November 7, 2017
Topped by an Eiffel Tower’s Worth of Steel, the Louvre Abu Dhabi Opens
A 590-foot-wide, 8,300-ton steel dome sits atop the Jean Nouvel–designed “museum city.”
Hovering above the Persian Gulf like a silvery mirage, the Louvre Abu Dhabi is an architectural feat of near-mythic magnitude. Conceived by Ateliers Jean Nouvel over the course of a decade, the museum campus, opening November 11, encompasses 55 individual buildings that jut out into the sea as a cluster of white islands.
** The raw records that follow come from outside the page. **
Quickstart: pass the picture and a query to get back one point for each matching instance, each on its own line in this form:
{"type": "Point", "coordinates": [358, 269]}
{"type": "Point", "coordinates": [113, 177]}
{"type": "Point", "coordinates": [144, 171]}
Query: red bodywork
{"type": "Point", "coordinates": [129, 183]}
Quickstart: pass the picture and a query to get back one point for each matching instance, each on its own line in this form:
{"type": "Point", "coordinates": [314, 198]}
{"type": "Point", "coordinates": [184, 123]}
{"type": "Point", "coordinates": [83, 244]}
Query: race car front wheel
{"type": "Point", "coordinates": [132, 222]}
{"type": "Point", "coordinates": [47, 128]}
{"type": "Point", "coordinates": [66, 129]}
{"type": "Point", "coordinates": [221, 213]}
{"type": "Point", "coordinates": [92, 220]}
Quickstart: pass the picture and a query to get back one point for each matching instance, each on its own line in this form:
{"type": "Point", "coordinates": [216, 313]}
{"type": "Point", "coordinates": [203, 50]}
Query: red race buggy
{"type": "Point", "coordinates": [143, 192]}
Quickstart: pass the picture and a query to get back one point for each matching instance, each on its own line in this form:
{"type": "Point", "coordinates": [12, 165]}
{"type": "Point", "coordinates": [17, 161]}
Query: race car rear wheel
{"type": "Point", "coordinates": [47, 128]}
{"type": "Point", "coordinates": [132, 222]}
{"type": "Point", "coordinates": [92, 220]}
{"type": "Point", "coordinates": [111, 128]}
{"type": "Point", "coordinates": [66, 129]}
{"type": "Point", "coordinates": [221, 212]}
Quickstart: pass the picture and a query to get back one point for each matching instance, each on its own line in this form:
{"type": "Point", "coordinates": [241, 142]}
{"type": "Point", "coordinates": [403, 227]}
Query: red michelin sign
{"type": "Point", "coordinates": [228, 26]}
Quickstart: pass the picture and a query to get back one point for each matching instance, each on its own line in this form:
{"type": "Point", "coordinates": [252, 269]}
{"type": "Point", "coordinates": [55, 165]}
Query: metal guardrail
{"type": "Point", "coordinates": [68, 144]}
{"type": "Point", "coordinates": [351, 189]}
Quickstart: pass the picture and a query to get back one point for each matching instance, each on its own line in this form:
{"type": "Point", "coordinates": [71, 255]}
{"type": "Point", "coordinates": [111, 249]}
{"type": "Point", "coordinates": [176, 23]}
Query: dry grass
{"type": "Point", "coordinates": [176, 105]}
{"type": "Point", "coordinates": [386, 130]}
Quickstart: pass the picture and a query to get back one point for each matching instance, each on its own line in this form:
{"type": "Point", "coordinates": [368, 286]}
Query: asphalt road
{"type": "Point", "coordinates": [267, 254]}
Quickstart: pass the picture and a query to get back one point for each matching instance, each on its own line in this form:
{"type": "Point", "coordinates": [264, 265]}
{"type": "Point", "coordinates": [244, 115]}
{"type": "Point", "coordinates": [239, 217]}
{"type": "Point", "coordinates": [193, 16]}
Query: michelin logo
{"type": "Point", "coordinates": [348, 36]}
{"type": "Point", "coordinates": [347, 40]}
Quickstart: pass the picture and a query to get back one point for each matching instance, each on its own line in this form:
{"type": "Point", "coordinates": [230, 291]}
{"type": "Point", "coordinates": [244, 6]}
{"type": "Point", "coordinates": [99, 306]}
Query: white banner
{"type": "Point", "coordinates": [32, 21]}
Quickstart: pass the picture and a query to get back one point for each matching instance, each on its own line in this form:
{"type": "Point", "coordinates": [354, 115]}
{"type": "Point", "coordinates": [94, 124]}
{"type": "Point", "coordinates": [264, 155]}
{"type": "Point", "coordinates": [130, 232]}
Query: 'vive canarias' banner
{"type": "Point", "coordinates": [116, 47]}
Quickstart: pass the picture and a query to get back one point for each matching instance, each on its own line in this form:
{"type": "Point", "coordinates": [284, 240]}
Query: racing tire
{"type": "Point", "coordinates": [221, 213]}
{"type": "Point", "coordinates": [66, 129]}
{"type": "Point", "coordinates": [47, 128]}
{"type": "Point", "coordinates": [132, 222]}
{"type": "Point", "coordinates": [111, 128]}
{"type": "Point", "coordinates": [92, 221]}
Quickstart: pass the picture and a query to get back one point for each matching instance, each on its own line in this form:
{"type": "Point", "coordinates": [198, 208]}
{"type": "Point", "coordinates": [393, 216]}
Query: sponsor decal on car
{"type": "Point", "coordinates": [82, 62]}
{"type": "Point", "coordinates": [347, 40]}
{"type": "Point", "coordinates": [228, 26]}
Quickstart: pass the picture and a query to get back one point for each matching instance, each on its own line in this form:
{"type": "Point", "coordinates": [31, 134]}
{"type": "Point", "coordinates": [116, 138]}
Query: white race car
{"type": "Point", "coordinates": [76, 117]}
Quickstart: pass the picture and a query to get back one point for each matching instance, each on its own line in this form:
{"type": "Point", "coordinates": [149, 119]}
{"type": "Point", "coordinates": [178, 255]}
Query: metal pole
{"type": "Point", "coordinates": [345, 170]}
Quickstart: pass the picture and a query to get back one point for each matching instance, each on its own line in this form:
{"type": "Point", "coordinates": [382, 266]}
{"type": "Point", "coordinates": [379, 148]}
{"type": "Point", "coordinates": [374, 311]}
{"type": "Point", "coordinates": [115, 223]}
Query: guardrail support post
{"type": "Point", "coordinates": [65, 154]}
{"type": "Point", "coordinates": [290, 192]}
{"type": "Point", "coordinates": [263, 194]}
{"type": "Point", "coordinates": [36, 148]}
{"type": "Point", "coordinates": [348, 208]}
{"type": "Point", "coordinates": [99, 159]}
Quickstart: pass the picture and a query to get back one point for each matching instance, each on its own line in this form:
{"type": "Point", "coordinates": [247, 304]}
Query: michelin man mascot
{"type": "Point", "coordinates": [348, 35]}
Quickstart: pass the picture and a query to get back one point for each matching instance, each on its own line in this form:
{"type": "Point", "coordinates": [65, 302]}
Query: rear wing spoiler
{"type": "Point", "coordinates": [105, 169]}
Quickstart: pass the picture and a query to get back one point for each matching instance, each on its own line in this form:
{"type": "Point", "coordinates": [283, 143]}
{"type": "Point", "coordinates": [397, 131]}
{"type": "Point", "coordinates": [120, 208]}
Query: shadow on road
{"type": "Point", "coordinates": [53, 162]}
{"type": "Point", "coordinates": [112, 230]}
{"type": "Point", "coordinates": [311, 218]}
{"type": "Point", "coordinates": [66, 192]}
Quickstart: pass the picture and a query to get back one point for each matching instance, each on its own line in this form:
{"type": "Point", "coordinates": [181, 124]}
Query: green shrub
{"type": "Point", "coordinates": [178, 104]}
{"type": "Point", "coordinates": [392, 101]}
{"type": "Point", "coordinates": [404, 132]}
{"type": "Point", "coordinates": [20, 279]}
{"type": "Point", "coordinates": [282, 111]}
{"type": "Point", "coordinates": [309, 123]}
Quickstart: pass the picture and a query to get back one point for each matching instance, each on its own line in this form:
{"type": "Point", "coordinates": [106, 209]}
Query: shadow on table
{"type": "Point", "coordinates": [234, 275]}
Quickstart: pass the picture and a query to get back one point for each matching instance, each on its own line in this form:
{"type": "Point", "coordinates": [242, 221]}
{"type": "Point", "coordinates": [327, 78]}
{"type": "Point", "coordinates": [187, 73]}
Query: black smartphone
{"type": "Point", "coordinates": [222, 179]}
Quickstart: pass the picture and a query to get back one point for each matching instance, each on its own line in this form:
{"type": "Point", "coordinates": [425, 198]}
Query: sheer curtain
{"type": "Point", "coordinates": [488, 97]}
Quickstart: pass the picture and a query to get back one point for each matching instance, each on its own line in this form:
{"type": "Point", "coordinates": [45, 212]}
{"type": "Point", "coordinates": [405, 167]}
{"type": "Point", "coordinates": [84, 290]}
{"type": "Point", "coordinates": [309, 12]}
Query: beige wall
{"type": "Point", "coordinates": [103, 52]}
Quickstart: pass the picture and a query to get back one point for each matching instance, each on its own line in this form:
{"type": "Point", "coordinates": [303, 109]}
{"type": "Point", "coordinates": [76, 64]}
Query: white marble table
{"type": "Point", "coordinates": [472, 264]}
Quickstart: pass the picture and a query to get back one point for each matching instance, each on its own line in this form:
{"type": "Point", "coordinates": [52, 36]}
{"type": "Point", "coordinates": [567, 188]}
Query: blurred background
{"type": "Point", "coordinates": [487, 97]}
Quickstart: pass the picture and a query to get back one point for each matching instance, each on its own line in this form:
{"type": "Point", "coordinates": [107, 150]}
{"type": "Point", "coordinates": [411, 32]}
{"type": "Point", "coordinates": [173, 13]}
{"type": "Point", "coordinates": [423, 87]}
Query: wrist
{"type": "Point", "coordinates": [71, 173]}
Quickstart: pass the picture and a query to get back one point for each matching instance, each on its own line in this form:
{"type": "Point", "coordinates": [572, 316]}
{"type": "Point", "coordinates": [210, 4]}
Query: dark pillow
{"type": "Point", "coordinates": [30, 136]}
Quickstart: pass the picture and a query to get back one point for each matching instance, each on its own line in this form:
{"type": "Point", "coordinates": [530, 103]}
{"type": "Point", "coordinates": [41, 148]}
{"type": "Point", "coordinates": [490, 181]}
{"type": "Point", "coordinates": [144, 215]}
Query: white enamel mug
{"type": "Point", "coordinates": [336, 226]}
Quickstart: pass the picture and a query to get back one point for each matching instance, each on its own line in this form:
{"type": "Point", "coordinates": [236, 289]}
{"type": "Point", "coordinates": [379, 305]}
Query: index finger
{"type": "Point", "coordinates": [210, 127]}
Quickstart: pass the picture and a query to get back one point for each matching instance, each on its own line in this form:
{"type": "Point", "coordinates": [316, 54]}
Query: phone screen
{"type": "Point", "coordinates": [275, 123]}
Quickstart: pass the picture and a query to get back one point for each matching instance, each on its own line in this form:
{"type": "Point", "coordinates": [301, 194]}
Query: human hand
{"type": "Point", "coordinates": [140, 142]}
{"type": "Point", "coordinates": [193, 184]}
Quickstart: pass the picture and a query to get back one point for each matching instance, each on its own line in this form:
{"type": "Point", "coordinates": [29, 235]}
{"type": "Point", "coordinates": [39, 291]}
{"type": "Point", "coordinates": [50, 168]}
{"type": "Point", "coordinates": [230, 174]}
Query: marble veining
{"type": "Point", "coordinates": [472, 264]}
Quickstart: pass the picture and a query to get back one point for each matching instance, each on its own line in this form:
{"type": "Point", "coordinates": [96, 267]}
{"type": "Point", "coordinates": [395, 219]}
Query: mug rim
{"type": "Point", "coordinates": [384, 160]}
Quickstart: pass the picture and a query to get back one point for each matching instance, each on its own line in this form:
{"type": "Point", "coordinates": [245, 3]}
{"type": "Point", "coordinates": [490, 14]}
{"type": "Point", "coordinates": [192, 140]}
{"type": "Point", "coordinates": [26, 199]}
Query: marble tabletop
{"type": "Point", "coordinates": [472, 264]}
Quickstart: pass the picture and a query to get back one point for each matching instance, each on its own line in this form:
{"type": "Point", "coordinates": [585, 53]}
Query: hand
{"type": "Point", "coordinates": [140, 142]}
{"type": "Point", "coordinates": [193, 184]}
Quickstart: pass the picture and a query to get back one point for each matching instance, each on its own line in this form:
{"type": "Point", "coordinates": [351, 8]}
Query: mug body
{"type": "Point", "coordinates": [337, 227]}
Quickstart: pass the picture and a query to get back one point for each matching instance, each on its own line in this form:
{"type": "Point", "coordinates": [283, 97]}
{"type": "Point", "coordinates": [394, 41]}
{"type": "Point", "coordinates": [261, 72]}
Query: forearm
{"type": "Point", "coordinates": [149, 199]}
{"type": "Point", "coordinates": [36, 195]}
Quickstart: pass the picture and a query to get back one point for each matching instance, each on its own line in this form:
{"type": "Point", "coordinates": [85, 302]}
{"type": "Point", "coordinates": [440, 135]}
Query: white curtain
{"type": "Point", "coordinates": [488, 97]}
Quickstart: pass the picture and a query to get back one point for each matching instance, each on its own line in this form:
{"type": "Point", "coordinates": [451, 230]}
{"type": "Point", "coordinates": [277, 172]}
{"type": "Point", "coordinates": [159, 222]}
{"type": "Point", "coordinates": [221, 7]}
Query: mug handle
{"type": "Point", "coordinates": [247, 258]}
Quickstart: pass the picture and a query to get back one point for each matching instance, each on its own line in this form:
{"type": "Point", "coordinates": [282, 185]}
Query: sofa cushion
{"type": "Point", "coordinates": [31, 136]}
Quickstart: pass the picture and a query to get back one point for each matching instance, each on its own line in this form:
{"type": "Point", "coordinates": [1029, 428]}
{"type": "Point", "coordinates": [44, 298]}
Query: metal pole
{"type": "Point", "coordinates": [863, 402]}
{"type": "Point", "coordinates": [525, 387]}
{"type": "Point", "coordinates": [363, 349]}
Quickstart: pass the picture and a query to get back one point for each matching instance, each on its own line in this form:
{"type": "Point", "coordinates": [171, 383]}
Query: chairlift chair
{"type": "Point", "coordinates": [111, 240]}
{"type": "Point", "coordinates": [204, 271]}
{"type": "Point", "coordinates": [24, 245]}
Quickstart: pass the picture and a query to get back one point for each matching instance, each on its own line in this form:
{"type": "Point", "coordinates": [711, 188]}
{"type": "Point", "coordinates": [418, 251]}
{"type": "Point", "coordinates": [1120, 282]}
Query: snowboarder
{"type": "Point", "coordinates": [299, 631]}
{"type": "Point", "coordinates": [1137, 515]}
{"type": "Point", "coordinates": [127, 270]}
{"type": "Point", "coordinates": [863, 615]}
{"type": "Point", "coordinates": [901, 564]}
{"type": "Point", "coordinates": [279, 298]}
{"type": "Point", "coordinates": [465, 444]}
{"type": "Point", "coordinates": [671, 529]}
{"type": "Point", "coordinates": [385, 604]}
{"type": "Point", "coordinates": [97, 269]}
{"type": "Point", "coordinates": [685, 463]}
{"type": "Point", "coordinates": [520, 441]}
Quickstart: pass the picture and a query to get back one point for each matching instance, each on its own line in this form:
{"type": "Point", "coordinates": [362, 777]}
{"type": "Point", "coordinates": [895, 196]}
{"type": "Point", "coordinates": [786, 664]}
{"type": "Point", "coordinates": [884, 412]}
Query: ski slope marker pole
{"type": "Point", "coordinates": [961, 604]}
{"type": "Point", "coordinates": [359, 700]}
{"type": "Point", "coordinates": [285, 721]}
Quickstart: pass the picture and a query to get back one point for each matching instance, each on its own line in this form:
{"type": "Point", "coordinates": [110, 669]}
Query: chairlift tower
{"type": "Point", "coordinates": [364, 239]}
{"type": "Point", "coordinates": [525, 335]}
The museum’s defining feature is its latticed dome, whose 590-foot span shelters the “museum city” in an embrace of shadow and light. Created from eight kaleidoscopic layers of perforated steel, the roof serves as both a refuge from the scorching desert heat and an artwork in itself, filtering sunlight through thousands of apertures like a canopy of palm fronds. In aggregate, these pinpricks create a visual effect within the galleries that the architects call the “rain of light.” (At today’s press opening, Jean Nouvel observed how the play of light was as scattered and random “as the stars of the sky are random.”) But the dome’s apparent delicacy belies its heft: At 8,300 tons, it weighs as much as a pancaked Eiffel Tower. Remarkably, it rests on just four concrete piers, spaced 361 feet apart.
“I felt very moved by the rain-of-light effect the first time I experienced it,” says Paris-based architect Hala Wardé, who partnered with Jean Nouvel on the project. “The effect is always evolving and changing with the weather, seasons, and time of day.”